The literary romantic holiday that should replace Valentine’s Day.


Drew Broussard

April 23, 2024, 9:54am

I’ve never really liked Valentine’s Day. Some of that is probably down to being a shy nerdy kid who couldn’t get a date to the Snow Dance—but, at the risk of sounding even more like Charlie Brown, the holiday is just so horribly commercial. It doesn’t really feel, to me, like it’s celebrating romance so much as it’s celebrating Hallmark and chocolates and outdated gender roles.

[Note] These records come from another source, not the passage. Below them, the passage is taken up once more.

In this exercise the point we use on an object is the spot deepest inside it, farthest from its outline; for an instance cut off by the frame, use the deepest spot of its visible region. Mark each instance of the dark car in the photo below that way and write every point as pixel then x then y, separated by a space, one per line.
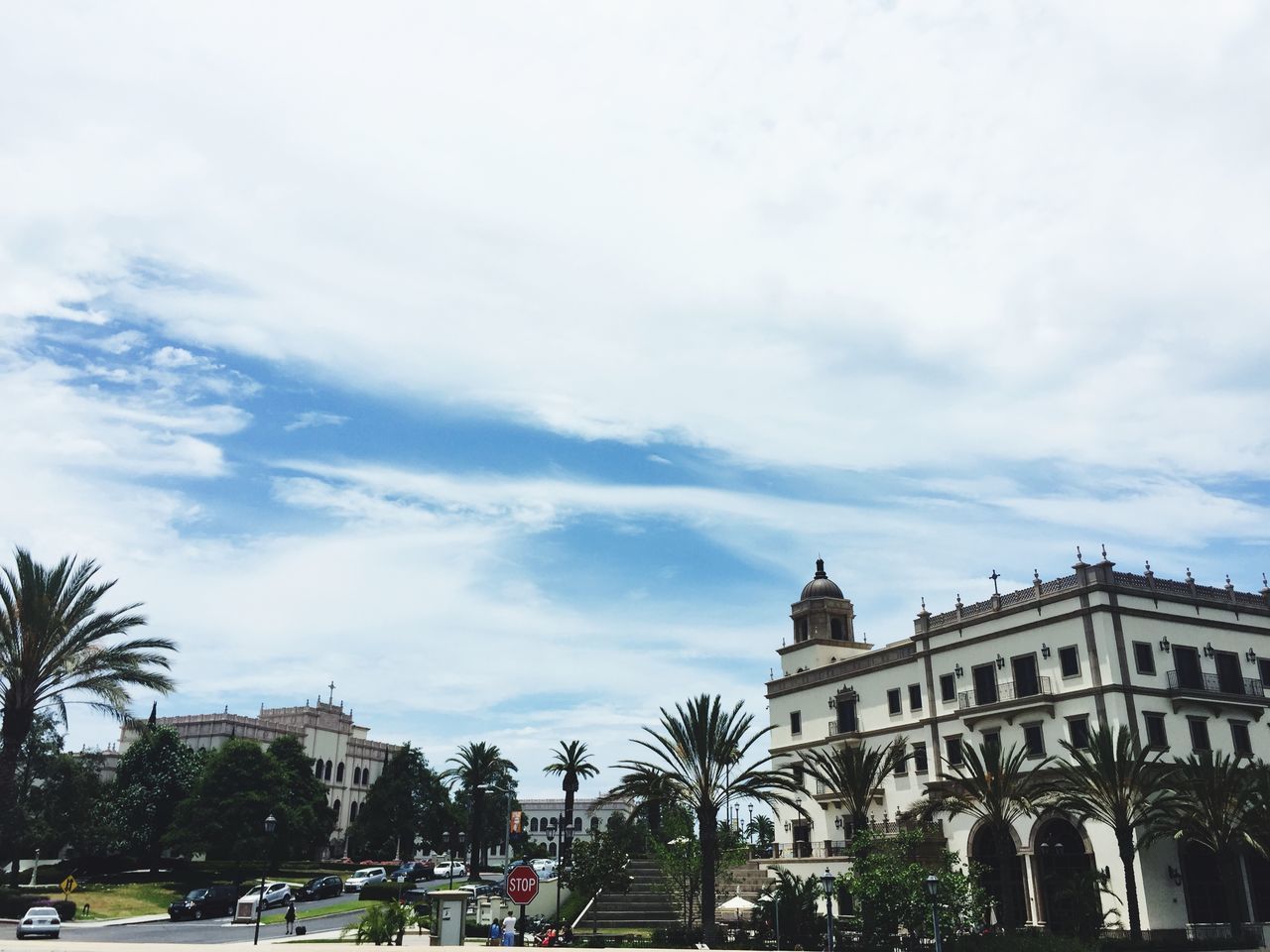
pixel 203 902
pixel 320 888
pixel 413 871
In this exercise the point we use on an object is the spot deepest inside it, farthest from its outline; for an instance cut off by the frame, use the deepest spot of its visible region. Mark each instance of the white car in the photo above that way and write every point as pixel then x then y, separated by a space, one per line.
pixel 40 920
pixel 371 874
pixel 276 893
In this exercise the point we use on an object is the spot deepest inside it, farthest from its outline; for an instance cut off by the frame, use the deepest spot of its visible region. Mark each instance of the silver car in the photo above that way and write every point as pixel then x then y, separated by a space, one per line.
pixel 40 920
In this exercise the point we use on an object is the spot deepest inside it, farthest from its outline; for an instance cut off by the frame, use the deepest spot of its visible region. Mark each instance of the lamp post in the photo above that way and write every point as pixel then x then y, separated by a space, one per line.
pixel 826 881
pixel 933 892
pixel 271 824
pixel 507 824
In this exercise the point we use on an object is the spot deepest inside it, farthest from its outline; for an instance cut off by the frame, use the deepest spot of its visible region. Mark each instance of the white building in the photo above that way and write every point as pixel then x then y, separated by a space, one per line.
pixel 543 817
pixel 1180 664
pixel 343 756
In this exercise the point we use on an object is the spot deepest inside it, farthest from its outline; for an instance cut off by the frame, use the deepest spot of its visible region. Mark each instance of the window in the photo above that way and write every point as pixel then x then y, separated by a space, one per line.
pixel 1239 739
pixel 1070 661
pixel 1144 657
pixel 1034 740
pixel 920 758
pixel 1199 734
pixel 1079 731
pixel 847 722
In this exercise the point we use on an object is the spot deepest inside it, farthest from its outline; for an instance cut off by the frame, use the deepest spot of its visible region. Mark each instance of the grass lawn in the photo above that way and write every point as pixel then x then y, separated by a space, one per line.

Shortly after I met my wife Dani, who also isn’t hugely fond of the pageantry around Valentine’s Day, I chanced upon the opening story in Helen Oyeyemi’s collection What is Not Yours is Not Yours. Titled “Books and Roses,” it’s a typically Oyeyemian story with layered and shifting narration—but a few lines hit me like a kiss:

The lovers spent Christmas together, then parted – Lucy for Grenoble, and Safiye for Barcelona. They wrote to each other care of their cities’ central post offices, and at the beginning of April Safiye wrote of the romance of St Jordi’s Day. Lucy, it is the custom here to exchange books and roses each year on April 23rd. Shall we?

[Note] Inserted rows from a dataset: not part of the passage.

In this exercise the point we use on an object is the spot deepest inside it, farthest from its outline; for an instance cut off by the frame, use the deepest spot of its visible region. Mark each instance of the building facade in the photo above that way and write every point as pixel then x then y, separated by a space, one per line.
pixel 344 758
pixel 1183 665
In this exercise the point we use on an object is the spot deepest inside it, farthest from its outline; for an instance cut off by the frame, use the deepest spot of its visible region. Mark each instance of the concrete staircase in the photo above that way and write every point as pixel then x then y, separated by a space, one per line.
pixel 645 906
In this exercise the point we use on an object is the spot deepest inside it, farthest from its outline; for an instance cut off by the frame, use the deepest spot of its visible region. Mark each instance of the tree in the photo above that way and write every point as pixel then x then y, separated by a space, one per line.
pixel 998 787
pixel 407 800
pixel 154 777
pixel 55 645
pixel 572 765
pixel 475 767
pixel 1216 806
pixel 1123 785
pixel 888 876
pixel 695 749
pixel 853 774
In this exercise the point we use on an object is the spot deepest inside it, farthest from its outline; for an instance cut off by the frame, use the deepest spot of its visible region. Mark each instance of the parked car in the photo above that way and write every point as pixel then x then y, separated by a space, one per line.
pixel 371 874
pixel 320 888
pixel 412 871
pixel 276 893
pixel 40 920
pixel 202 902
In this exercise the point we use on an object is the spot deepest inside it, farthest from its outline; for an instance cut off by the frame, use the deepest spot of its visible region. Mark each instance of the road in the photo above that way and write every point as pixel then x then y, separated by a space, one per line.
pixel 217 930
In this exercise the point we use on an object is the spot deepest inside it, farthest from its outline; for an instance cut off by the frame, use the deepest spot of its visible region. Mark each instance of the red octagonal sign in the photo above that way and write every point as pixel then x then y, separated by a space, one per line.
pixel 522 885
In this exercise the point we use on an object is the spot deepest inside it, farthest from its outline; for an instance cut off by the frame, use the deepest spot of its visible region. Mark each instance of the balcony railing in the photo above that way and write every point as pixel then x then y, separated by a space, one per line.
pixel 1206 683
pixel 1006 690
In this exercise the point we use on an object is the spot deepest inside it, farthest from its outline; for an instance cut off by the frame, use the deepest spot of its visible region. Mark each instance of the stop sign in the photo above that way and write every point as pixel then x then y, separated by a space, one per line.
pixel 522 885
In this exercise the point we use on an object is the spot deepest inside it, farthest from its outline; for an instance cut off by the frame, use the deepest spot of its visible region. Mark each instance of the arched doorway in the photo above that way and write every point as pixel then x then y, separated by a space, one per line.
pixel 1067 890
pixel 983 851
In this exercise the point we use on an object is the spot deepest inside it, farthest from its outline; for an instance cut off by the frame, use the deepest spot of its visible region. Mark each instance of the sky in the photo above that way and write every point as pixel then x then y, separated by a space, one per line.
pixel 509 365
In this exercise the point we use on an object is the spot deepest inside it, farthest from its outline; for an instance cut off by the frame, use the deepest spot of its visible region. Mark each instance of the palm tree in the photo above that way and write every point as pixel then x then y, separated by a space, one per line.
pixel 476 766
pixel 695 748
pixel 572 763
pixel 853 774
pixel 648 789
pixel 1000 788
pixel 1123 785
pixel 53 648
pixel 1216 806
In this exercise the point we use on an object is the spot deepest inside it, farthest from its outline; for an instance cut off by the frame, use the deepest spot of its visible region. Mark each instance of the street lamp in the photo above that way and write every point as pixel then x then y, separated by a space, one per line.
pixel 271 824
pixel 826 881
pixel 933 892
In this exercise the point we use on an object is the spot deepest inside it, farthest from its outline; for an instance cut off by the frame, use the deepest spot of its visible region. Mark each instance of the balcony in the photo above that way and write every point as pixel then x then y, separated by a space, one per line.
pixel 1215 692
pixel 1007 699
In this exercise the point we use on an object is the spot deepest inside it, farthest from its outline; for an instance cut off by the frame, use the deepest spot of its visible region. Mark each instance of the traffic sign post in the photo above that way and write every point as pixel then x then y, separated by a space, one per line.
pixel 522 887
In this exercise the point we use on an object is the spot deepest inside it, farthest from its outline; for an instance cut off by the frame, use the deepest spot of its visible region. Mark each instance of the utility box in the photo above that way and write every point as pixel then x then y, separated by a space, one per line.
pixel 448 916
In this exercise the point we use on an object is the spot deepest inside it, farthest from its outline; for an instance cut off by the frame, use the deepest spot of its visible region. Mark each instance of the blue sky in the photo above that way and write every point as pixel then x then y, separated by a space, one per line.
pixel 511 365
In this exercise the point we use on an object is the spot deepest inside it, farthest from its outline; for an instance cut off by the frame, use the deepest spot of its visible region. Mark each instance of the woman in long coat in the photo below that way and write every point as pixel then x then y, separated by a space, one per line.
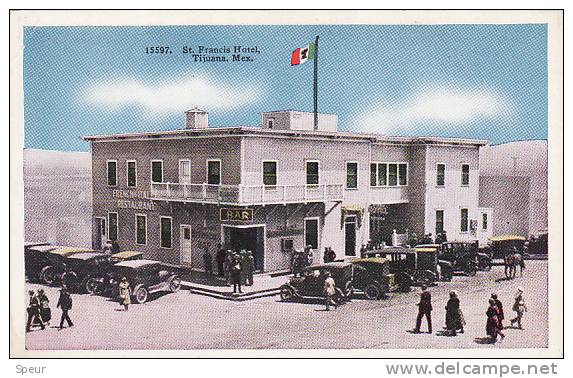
pixel 492 325
pixel 125 293
pixel 454 317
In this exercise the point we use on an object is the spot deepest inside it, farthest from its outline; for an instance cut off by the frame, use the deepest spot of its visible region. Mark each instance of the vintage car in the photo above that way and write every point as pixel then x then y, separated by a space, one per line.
pixel 372 277
pixel 126 256
pixel 144 276
pixel 311 282
pixel 500 246
pixel 414 266
pixel 41 261
pixel 463 255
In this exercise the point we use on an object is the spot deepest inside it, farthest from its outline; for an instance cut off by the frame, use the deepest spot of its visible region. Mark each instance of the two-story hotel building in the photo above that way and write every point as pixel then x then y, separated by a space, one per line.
pixel 283 185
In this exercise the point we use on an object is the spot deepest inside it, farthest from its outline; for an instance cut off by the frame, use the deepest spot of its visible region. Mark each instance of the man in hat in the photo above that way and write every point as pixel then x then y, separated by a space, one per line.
pixel 65 303
pixel 500 315
pixel 33 311
pixel 424 309
pixel 329 291
pixel 124 293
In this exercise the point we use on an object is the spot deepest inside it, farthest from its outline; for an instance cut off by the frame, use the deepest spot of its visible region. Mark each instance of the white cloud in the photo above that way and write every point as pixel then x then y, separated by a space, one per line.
pixel 443 108
pixel 172 96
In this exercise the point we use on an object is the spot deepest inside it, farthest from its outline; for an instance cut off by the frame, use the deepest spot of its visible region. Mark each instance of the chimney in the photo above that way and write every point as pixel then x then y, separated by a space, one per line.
pixel 196 119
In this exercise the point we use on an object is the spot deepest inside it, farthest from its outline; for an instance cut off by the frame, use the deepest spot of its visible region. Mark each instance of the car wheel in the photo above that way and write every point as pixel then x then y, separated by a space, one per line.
pixel 93 286
pixel 372 291
pixel 175 284
pixel 287 293
pixel 48 275
pixel 141 295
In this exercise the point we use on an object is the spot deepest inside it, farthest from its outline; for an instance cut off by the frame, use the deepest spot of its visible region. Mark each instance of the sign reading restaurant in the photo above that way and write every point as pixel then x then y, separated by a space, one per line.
pixel 236 214
pixel 133 199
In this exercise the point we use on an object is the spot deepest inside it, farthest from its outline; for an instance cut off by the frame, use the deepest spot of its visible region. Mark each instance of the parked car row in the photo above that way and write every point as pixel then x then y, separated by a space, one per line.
pixel 88 271
pixel 380 271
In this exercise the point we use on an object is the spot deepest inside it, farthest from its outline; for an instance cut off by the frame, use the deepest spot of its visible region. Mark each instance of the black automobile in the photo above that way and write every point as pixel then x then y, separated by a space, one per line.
pixel 372 277
pixel 145 277
pixel 311 282
pixel 464 256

It just so happened that I was reading the story in early April 2015, and I suggested to Dani (we’d been dating for barely six months at that point; talk about going out on a limb) that we do the same. Nine years later, we’ve turned it into our favorite and arguably most-romantic holiday tradition—and I’m here to convince you that it should also become yours.

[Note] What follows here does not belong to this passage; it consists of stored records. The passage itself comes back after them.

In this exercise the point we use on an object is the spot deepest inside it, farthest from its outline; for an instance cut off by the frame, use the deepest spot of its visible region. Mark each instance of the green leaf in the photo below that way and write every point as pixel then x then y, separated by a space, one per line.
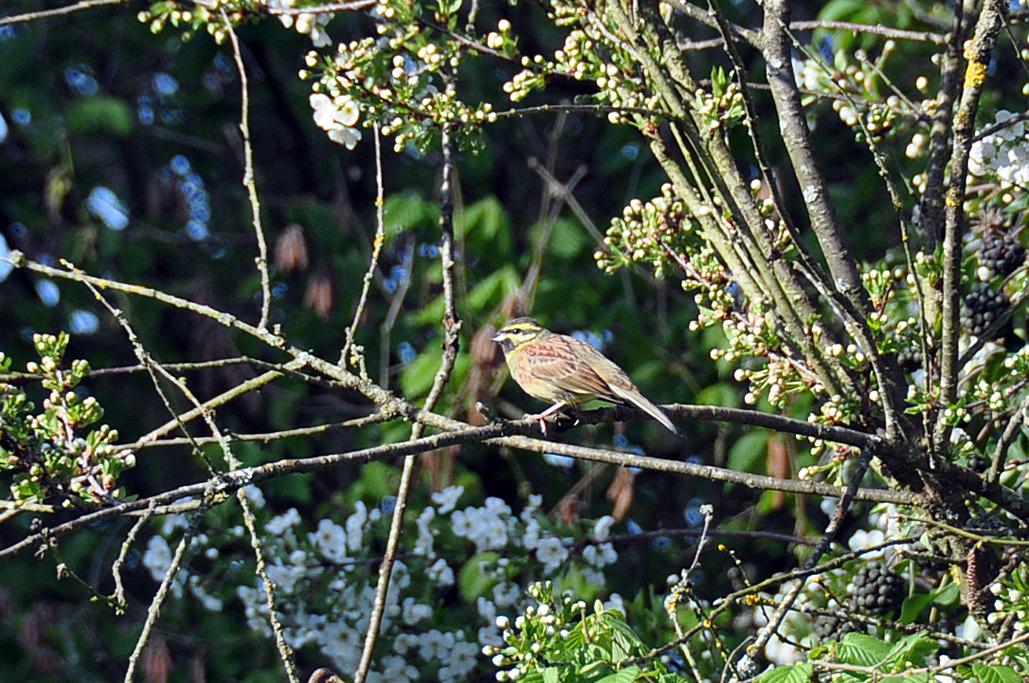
pixel 472 582
pixel 915 649
pixel 493 289
pixel 861 650
pixel 403 212
pixel 949 595
pixel 995 674
pixel 627 675
pixel 796 674
pixel 101 114
pixel 485 224
pixel 747 455
pixel 913 606
pixel 568 238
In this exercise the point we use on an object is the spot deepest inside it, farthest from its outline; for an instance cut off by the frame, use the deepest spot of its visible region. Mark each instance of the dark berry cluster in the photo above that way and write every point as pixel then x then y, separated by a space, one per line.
pixel 981 309
pixel 1000 253
pixel 832 626
pixel 878 590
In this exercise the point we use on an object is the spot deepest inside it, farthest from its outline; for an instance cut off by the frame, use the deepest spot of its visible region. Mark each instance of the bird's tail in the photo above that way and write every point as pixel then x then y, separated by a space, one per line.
pixel 643 403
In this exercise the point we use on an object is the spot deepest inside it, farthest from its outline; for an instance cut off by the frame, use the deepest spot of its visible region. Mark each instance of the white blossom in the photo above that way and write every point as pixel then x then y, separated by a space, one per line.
pixel 441 573
pixel 602 529
pixel 551 551
pixel 435 645
pixel 415 612
pixel 254 495
pixel 506 594
pixel 330 540
pixel 459 664
pixel 157 558
pixel 355 527
pixel 336 116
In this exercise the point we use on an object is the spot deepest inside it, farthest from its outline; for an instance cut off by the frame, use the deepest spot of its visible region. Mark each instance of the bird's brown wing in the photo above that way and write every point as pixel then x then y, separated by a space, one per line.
pixel 567 363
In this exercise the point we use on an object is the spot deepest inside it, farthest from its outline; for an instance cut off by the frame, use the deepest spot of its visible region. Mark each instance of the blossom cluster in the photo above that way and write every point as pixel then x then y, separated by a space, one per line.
pixel 325 574
pixel 57 452
pixel 1002 155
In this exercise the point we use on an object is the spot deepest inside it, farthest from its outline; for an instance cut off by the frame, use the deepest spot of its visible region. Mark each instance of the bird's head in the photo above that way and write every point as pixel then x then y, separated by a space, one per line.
pixel 518 332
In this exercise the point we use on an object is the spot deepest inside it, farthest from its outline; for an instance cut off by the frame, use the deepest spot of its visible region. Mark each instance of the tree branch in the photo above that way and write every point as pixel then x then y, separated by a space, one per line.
pixel 978 54
pixel 57 11
pixel 248 175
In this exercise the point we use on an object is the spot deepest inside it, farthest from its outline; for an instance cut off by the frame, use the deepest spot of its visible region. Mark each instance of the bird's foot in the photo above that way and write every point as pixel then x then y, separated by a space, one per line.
pixel 540 418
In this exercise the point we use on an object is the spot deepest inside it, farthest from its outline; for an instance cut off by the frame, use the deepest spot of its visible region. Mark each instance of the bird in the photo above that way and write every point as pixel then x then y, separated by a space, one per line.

April 23rd is better known in the English-speaking world as St. George’s Day—yes, he who slew the dragon, the patron saint of England (as well as Greece, Romania, and Catalonia)—but the holiday has little to do with the saint, who would not appear to have been a great reader or patron of the literary arts. Instead, the date comes from the birth of International Book Day, which was started in Spain in 1923 and April 23rd was chosen because it just so happens to be the day that both Shakespeare and Cervantes died in 1616 (ed. note: it’s now widely accepted that Cervantes actually died the day before and was buried on the 23rd, but why let facts get in the way of a good story), as well as William Wordsworth in 1850. UNESCO also declared April 23rd World Book & Copyright Day in 1995!

The traditional (gendered) celebration is that a man gives roses to the significant women in his life while the women bestow books on their men—how quaint, how gendered, how unnecessarily so! Toss that rot right out the window, because everybody loves flowers AND everybody loves books—and don’t feel like you have to do roses, either. The last few years, my wife and I have given each other flowers from the first round of blooms of the Hudson Valley spring: daffodils, forsythia, magnolia sprigs. We’ve also never given each other any particularly romantic books—I’ve received graphic novels, John Wray, Jenny Odell, and I’ve given a collection of Short Stack recipes, Meg Wolitzer, Strange Planet—but therein lies the secret: anything can be romantic, if you’re getting it from the person you love.

Give it a shot this year! Rush to your local independent bookstore, stop by your local grocer or florist or park, and surprise somebody you love today—it’ll become a tradition before you even know it.